Berry Campbell Exclusively Represents the Estate of Lynne Mapp Drexler (1928-1999)

May 18, 2022

Berry Campbell Exclusively Represents the Estate of Lynne Mapp Drexler (1928-1999)


BIOGRAPHY
On April 1, 2022, Artnet News headlined an article: “She Painted for Decades in Obscurity on a Remote Island in Maine. Suddenly, Collectors Can’t Get Enough of Lynne Drexler.”1 In addition, Drexler’s Deciduous Empire, 1964 (private collection) was on the cover of Art & Antiques in December 2021–January 2022, and her work was featured in an article in the issue.2 Such a recent surge of interest in the art of Lynne Mapp Drexler (1928–1999) is due partly to the new recognition of American women artists’ important contributions to the story of twentieth-century abstraction.3 It can also be attributed to the intensity, vivacity, and integrity of Drexler’s work. While she adopted the methods of action painting and understood the role of gesture—she was a student of Hans Hofmann and Robert Motherwell—she was part of the second-generation of Abstract Expressionists—including Grace Hartigan, Joan Mitchell, and Larry Rivers—who turned to the outside world rather than their inner selves for inspiration. In doing so, Drexler incorporated aspects of Impressionism and Post-Impressionism into her vivid, innovative paintings.

Drexler’s inspiration derived primarily from Monhegan Island, the tiny, rockbound island off the coast of Maine—long loved by artists—which she began visiting in the 1960s and where she settled permanently in 1983. She painted with both an exuberant and careful technique, featuring her signature directional and variously sized brush swatches.
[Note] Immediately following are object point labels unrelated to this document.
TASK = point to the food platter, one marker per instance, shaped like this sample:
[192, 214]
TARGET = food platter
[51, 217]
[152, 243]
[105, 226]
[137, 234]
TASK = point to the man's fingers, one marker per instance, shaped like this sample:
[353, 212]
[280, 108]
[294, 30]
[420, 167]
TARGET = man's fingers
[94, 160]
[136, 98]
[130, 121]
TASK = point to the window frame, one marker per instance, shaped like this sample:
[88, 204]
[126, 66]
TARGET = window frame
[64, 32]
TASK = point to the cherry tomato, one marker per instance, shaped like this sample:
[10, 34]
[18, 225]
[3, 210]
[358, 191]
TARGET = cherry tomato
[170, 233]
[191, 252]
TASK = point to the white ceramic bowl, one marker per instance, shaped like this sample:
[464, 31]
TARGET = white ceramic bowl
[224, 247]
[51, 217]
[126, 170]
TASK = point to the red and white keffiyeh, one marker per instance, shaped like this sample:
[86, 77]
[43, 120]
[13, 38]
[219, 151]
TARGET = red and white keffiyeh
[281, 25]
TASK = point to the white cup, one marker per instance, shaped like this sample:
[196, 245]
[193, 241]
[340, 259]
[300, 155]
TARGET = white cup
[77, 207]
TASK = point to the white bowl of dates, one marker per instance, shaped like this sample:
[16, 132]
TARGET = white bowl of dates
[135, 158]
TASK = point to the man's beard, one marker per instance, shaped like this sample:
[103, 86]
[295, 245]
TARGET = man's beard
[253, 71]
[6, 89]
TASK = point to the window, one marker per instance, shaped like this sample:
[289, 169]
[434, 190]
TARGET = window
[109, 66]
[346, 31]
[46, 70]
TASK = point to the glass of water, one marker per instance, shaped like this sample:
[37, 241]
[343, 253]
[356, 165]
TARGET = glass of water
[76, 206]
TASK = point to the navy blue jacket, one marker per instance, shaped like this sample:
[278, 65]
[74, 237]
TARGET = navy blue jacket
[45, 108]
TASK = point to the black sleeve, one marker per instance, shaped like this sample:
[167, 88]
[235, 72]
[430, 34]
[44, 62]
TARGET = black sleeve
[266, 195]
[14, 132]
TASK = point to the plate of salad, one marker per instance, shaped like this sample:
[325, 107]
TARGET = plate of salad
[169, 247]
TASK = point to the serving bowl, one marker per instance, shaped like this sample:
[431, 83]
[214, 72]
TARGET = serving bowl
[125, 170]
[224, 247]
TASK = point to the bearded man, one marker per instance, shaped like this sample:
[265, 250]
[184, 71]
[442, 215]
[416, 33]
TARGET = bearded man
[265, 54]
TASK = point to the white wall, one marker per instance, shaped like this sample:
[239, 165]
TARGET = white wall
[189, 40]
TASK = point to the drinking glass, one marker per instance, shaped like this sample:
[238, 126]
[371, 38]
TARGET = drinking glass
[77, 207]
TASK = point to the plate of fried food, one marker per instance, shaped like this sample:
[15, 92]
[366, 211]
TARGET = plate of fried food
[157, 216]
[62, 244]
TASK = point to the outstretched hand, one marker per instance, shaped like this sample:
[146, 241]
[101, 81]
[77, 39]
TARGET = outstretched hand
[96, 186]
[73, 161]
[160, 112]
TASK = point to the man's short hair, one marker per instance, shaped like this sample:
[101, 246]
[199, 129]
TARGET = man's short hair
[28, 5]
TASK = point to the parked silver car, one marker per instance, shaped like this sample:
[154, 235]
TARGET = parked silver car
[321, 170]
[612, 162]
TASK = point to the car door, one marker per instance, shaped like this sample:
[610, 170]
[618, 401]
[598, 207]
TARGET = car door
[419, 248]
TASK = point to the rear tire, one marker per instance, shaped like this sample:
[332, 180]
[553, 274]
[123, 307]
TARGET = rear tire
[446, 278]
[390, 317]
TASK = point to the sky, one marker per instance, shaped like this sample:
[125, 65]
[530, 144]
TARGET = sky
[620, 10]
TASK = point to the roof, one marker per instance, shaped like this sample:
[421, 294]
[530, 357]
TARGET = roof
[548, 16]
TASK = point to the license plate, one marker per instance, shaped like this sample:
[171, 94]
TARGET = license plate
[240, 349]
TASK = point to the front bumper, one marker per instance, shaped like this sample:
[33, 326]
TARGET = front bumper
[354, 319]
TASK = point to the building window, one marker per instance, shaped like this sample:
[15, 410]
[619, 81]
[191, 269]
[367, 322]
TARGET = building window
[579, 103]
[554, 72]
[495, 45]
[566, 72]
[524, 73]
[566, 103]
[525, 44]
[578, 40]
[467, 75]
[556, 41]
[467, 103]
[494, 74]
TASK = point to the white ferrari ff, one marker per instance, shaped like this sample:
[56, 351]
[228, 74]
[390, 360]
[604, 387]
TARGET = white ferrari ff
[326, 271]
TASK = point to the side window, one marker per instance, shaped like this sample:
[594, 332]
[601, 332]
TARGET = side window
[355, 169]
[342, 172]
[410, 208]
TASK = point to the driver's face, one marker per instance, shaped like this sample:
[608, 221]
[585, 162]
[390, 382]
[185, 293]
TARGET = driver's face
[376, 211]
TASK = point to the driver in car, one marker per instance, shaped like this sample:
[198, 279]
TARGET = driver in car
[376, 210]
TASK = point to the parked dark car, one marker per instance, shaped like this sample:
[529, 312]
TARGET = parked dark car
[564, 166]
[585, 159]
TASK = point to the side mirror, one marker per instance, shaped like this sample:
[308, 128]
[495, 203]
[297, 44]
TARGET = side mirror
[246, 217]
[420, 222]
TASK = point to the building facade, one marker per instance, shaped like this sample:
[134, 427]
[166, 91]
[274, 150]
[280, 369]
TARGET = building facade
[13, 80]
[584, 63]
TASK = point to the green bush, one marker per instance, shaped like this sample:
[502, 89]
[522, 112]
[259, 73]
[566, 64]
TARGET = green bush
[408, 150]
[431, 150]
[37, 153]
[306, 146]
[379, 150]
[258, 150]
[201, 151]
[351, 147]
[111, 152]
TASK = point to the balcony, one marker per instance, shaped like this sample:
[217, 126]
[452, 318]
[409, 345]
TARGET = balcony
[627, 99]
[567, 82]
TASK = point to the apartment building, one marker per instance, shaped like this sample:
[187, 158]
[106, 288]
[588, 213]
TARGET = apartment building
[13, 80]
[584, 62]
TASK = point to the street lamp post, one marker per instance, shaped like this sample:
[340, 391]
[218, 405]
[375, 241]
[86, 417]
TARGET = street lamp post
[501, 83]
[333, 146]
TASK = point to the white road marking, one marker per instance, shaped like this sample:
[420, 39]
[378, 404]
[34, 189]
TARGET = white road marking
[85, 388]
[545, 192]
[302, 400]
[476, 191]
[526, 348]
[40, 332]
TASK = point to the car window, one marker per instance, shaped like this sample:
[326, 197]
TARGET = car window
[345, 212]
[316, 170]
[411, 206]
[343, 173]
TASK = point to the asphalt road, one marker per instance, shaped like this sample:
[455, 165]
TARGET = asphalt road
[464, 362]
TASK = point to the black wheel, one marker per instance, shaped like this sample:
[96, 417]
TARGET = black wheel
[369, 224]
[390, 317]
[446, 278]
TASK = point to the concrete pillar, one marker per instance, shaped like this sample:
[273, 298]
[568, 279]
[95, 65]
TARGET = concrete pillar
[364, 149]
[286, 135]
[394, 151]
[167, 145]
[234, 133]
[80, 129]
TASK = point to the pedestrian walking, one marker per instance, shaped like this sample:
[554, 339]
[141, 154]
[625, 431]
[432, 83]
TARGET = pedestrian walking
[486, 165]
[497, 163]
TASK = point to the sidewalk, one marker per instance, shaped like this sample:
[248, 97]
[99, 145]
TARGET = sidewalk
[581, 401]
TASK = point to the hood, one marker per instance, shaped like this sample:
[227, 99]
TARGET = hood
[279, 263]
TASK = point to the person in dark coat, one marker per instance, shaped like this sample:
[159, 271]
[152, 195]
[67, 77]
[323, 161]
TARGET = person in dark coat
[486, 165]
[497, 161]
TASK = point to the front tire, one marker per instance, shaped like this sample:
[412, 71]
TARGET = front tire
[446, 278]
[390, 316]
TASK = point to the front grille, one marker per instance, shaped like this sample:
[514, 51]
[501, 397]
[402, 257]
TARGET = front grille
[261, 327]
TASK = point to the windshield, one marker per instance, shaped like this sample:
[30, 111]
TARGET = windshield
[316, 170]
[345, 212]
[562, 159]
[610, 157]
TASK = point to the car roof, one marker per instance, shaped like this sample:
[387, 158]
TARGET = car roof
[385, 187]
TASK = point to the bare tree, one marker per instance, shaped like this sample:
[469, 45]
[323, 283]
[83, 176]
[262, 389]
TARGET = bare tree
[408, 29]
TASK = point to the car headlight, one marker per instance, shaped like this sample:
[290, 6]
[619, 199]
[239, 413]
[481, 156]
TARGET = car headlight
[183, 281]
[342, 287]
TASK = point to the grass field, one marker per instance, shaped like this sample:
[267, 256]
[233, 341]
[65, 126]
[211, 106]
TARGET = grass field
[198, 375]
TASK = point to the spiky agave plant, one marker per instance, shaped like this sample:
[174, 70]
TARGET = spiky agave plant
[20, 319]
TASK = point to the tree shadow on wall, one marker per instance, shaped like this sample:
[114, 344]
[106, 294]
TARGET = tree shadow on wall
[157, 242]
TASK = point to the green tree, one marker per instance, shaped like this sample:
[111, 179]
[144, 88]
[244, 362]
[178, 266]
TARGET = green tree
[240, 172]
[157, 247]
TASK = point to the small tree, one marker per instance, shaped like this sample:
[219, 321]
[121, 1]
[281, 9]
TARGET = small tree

Her resulting canvases are reminiscent of the dazzling dissolved surfaces in the paintings of Gustav Klimt. Through the act of painting, Drexler expressed her responses to the physical, human, and spiritual aspects of her surroundings and explored her identity as a manifestation of her context. She was not a vanitas artist, dwelling on human mortality. In her work, the resonances of nature are always joyous, growing, and uplifting, as she embraced the moment.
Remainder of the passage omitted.